Biografischer Kontext
Theodor Fontane ist weit mehr als nur der Autor der "Wanderungen durch die Mark Brandenburg" oder des Gesellschaftsromans "Effi Briest". Er war ein Grenzgänger zwischen den Welten: Apotheker, Journalist, Kriegsberichterstatter, Theaterkritiker und schließlich spätberufener Romancier. Diese vielfältigen Perspektiven prägten seine einzigartige Weltsicht. Fontane war ein Meister der genauen, oft liebevoll-ironischen Beobachtung. Ihn interessierte weniger das Spektakuläre als das Charakteristische, das Typische im Individuellen. Seine Relevanz heute liegt genau in dieser humanistischen Haltung: einer tiefen Neugier auf Menschen, ihre Geschichten und die Landschaften, die sie formen. Seine Werke lehren uns, dass wahres Verständnis nicht aus der Distanz, sondern nur aus einer respektvollen und engagierten Hinwendung entsteht. Diese Haltung macht seine Prosa bis heute so lebendig und lesenswert.
Bedeutungsanalyse
Fontane stellt mit diesem Zitat eine einfache, aber essentielle Bedingung für eine bereichernde Reise auf. Es geht ihm nicht um technische Vorbereitung oder um das richtige Gepäck, sondern um eine innere Einstellung. Die "Liebe zu Land und Leuten" meint dabei keine unkritische Schwärmerei, sondern eine grundsätzliche Offenheit, ein wohlwollendes Interesse und den aufrichtigen Willen, das Fremde in seiner Eigenart zu verstehen und wertzuschätzen. Ein mögliches Missverständnis wäre, dies als Aufforderung zur blinden Begeisterung zu lesen. In Wahrheit ist es eine Aufforderung zur Empathie. Der Reisende soll sich einlassen, beobachten und sich berühren lassen – nur so wird die Reise mehr als nur eine Ortsveränderung, sie wird zu einer Erfahrung, die den Horizont erweitert.
Relevanz heute
In einer Zeit des Massentourismus und des schnellen "Abarbeitens" von Sehenswürdigkeiten ist Fontanes Maxime aktueller denn je. Sie wirkt wie ein Gegenentwurf zum oberflächlichen "Bucket-List"-Tourismus. Das Zitat wird heute häufig in Reiseblogs, Ratgebern für nachhaltigen Tourismus und in philosophischen Betrachtungen über das Reisen zitiert. Es erinnert daran, dass die Qualität einer Reise nicht an der Anzahl der besuchten Länder, sondern an der Tiefe der gemachten Erfahrungen gemessen wird. In einer globalisierten, aber auch von Vorurteilen geprägten Welt ist Fontanes Appell zur liebevollen Hinwendung eine zeitlose Lektion für interkulturelles Verständnis, die weit über den touristischen Kontext hinausreicht.
Praktische Verwendbarkeit
Dieses Zitat eignet sich hervorragend für alle Kontexte, in denen es um die innere Haltung bei einem neuen Vorhaben geht.

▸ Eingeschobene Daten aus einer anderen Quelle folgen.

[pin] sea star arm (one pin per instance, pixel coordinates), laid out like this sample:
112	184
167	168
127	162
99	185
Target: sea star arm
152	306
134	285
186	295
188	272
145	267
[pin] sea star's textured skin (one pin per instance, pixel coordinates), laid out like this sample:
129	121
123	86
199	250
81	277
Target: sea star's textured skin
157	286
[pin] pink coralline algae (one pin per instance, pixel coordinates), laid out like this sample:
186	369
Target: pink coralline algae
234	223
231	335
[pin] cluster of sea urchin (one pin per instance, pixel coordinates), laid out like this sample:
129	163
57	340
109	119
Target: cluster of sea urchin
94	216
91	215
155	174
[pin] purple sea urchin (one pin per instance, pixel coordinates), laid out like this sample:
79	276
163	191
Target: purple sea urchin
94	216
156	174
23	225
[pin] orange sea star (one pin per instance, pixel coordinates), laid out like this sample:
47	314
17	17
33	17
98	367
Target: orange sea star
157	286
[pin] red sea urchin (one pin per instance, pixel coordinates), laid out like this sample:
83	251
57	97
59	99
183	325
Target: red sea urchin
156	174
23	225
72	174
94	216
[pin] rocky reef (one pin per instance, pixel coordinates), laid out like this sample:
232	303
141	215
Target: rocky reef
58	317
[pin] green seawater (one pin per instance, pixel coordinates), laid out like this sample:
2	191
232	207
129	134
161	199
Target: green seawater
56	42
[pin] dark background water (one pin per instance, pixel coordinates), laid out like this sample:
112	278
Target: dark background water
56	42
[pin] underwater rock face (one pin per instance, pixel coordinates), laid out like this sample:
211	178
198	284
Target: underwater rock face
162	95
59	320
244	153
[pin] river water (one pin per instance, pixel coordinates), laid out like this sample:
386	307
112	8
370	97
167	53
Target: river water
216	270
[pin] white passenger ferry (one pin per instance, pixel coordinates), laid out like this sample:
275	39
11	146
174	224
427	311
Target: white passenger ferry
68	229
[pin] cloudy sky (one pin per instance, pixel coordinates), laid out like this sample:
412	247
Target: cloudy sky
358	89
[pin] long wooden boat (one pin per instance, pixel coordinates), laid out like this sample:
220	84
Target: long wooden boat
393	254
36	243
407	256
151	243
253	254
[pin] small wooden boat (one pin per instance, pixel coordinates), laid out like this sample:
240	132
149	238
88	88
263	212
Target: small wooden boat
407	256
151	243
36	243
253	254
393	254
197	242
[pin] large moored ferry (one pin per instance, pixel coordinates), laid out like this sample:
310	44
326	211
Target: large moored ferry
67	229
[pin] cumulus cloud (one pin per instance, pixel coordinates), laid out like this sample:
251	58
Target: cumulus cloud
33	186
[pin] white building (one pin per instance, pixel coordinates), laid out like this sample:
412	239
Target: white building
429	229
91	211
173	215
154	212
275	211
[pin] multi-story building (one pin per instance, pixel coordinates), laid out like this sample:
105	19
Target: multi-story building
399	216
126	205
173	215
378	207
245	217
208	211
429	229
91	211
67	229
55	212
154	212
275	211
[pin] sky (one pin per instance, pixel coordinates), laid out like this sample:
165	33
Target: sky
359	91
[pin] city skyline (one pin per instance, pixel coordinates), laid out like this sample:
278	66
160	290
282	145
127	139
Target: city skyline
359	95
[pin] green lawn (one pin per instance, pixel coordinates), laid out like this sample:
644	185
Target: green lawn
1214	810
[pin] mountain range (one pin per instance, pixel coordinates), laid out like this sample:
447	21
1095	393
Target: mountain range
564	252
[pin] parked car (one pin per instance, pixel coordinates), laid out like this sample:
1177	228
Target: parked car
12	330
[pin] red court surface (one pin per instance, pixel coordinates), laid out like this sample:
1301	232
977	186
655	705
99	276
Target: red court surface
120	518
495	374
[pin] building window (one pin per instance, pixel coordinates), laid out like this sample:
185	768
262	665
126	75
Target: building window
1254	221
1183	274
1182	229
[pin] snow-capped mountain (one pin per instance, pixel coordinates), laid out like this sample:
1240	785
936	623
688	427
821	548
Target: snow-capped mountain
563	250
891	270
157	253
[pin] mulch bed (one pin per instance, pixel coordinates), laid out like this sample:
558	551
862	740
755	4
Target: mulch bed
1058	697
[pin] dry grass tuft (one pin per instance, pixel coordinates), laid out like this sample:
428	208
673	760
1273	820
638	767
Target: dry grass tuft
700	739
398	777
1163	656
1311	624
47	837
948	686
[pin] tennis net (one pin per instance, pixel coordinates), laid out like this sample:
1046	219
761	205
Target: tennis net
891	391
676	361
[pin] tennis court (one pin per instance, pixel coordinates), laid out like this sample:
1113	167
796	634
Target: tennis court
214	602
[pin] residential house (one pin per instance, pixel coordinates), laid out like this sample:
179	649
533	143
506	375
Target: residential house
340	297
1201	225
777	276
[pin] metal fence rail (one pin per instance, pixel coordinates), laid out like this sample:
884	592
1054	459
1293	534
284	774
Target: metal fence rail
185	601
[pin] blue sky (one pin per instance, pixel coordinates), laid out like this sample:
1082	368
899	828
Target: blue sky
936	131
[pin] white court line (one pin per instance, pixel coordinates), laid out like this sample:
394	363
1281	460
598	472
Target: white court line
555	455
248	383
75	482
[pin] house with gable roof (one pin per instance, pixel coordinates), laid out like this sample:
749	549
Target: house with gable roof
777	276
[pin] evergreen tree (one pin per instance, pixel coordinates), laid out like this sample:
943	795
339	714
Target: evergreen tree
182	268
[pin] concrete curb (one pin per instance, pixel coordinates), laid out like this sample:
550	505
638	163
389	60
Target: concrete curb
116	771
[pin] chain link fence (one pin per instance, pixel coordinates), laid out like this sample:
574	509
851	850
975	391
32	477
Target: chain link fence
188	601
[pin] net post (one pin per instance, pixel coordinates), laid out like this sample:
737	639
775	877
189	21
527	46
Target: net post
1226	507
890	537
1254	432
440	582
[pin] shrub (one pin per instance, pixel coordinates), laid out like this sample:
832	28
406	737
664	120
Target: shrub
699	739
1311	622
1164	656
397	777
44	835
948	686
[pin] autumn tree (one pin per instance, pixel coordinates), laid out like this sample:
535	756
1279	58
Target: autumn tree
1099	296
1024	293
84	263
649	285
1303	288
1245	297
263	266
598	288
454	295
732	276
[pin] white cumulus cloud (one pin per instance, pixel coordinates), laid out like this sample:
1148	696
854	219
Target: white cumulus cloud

- Reisevorträge oder Reiseblogs: Als eröffnendes oder zusammenfassendes Motto, um die eigene Philosophie des Reisens zu unterstreichen.

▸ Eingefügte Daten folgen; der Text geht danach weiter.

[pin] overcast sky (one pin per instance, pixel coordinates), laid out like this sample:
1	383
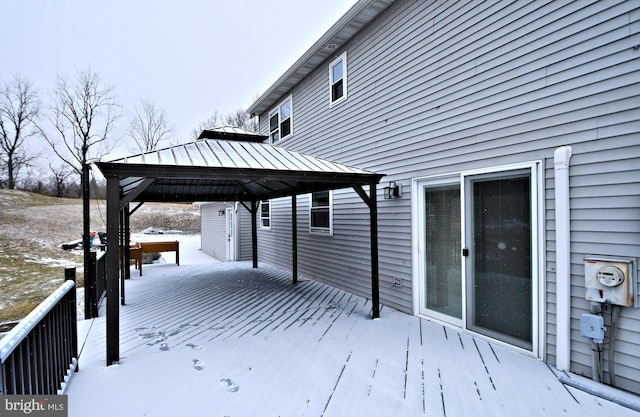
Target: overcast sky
190	56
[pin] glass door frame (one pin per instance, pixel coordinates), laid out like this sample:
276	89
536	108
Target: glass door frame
420	249
538	286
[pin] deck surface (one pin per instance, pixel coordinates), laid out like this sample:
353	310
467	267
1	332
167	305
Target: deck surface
223	339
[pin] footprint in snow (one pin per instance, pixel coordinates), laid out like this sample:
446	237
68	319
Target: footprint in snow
229	385
194	347
198	364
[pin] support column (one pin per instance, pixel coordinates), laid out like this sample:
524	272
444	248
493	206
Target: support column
112	258
294	239
86	221
123	253
127	239
371	201
254	232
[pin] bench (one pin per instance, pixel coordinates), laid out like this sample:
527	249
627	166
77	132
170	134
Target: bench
138	249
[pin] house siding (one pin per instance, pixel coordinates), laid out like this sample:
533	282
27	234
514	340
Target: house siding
442	87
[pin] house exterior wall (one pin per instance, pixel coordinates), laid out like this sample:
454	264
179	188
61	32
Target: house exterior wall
446	87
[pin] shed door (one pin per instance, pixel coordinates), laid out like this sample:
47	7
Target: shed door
499	264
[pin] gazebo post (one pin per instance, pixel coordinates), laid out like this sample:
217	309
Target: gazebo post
112	257
254	231
294	238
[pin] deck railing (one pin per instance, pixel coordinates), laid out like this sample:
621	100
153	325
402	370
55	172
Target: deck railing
39	355
96	286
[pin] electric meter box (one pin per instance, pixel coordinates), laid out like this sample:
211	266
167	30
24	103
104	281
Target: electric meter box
610	280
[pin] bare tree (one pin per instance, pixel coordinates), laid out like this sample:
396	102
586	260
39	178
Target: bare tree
241	118
59	178
212	121
82	115
238	118
19	110
149	126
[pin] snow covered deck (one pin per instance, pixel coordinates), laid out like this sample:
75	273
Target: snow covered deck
223	339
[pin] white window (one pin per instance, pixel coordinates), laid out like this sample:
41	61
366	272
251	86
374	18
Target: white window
281	121
338	80
321	213
265	214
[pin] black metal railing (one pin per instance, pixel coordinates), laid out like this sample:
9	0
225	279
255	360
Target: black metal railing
96	286
40	354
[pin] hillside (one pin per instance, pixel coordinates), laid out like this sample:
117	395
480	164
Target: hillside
32	228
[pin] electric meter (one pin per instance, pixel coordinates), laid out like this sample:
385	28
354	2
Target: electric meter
610	276
610	280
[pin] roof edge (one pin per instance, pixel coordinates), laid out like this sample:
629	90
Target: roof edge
354	12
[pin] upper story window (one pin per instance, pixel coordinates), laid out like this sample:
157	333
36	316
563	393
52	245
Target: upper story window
338	80
280	121
321	213
265	214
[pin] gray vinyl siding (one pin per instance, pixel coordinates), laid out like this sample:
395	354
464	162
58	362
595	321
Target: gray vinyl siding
442	87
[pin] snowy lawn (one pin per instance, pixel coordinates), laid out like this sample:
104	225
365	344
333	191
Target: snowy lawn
222	339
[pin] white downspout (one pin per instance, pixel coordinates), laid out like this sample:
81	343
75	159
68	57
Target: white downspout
561	158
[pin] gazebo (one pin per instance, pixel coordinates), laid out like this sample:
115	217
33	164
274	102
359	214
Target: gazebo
223	165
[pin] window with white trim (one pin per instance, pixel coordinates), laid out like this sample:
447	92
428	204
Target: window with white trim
321	213
338	80
265	214
281	121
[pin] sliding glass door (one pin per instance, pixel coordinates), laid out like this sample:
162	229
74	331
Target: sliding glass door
499	288
477	239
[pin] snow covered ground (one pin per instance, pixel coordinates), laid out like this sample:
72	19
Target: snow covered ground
223	339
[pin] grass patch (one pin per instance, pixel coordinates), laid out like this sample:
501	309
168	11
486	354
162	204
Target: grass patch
28	274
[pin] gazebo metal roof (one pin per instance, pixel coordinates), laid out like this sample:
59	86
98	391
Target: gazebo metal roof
215	169
228	170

- Präsentationen zu interkultureller Zusammenarbeit: Um Teams oder Studenten auf Auslandseinsätze oder Austauschprogramme vorzubereiten und für die notwendige empathische Grundhaltung zu sensibilisieren.
- Persönliche Geburtstags- oder Abschiedsgrüße: Für einen Menschen, der eine große Reise oder einen Auslandsaufenthalt antritt, als weiser und anspruchsvoller Wunsch mit auf den Weg.

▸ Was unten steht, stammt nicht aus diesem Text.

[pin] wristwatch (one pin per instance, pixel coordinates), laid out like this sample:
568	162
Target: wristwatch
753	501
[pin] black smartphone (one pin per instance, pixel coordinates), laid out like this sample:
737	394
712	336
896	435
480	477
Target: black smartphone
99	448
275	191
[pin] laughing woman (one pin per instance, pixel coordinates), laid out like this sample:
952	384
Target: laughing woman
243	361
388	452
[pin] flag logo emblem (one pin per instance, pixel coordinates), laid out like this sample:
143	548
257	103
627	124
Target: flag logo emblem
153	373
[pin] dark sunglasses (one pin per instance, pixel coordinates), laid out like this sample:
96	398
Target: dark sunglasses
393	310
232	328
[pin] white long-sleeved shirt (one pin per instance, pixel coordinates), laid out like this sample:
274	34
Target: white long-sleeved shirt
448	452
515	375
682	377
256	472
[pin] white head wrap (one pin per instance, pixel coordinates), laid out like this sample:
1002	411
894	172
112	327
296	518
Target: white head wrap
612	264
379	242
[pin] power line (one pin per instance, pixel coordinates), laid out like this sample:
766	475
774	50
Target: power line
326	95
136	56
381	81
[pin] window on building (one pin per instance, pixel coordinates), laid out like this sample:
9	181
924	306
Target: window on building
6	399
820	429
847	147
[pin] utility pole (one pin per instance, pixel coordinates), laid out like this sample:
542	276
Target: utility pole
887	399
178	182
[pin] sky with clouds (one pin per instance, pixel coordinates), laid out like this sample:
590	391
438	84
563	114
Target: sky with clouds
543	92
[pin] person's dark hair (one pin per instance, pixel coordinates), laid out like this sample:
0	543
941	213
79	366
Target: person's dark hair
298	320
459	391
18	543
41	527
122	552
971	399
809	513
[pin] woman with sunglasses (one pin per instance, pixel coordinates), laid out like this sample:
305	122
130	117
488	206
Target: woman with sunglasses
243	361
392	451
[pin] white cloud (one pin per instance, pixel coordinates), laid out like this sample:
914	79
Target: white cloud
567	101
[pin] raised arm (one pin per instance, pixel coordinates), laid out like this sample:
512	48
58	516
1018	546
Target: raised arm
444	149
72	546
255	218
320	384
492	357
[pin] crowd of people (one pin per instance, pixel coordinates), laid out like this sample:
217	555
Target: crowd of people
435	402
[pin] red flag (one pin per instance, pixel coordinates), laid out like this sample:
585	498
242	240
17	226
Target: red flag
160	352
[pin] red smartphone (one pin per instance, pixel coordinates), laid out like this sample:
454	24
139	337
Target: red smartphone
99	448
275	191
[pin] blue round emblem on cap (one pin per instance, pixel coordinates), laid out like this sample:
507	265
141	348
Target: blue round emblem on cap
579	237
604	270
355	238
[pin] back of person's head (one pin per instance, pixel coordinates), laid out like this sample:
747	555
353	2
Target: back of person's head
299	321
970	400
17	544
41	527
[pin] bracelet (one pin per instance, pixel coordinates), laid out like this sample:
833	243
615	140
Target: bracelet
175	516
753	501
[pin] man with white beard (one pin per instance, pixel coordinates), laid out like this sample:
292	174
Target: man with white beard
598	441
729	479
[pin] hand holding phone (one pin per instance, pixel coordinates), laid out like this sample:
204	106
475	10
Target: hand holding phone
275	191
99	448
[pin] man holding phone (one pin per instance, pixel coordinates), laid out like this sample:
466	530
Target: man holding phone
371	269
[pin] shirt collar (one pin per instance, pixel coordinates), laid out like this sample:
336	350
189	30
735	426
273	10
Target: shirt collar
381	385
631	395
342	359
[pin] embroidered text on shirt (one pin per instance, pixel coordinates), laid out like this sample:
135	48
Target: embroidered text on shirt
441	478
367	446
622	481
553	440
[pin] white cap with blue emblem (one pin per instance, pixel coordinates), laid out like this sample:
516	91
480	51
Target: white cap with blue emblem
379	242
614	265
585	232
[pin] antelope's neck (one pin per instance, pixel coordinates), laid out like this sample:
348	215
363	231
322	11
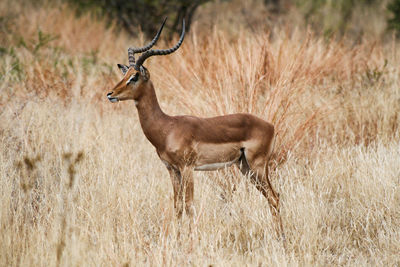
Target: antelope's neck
152	119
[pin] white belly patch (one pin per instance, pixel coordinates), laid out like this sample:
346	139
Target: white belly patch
214	166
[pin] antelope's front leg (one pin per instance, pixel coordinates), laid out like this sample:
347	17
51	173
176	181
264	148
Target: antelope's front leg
176	179
188	189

- Trauerreden: Für einen verstorbenen Menschen, der ein weltoffenes, neugieriges Leben führte, kann das Zitat als charakterisierendes Lebensmotto dienen.
- Allgemeine Lebensratgeber: Als metaphorischer Hinweis, dass man sich jeder neuen Lebensphase, jedem neuen Projekt zunächst mit Offenheit und positiver Grundhaltung nähern sollte.
Mehr Zitate zum Thema Reisen
- Es ist eine Reise, die wir antreten, mit einem Ziele, das …
- Reisen ist das beste, ja das einzige Heilmittel gegen …
- Reisen lehrt Toleranz.
- Es gibt kein sichereres Mittel festzustellen, ob man einen …
- Reisen ist, in jedem Augenblick geboren werden und sterben.
- Wenn du weit und schnell reisen möchtest, reise mit wenig. …
- Nur Reisen ist Leben, wie umgekehrt das Leben Reisen ist.
- Was der Schlaf im engen Kreise der 24 Stunden ist, das ist …
- Zum Reisen gehört Geduld, Mut, guter Humor, Vergessenheit …
- Ein Reisender ohne Beobachtungsgabe ist wie ein Vogel ohne …
- Eine Reise ist ein Trunk aus der Quelle des Lebens.
- Nur aufs Ziel zu sehen, verdirbt die Lust am Reisen.
- Eine Reise ist wie eine Ehe: Die sicherste Art zu scheitern …
- Reisen ist das Entdecken, dass alle Unrecht haben mit dem, …
- Wunderliche Ferne! Soll ich dich nun des Truges …
- Was ist Reisen? Ein Ortswechsel? Keineswegs! Beim Reisen …
- Niemand merkt, wie schön es ist zu reisen, bis er nach …
- Reisen macht einen bescheiden. Man erkennt, welch kleinen …
- Reisen sind das beste Mittel zur Selbstbildung.
- Nur wenige sind sich bewusst, dass sie nicht nur reisen, um …
- Der Mensch bereist die Welt auf der Suche nach dem, was ihm …
- Die beste Bildung findet ein gescheiter Mensch auf Reisen.
- Man entdeckt keine neuen Erdteile, ohne den Mut zu haben, …
- Wenn du die Speisen ablehnst, die Brauchtümer ignorierst, …
- Ein guter Reisender hat keine festen Pläne und denkt nicht …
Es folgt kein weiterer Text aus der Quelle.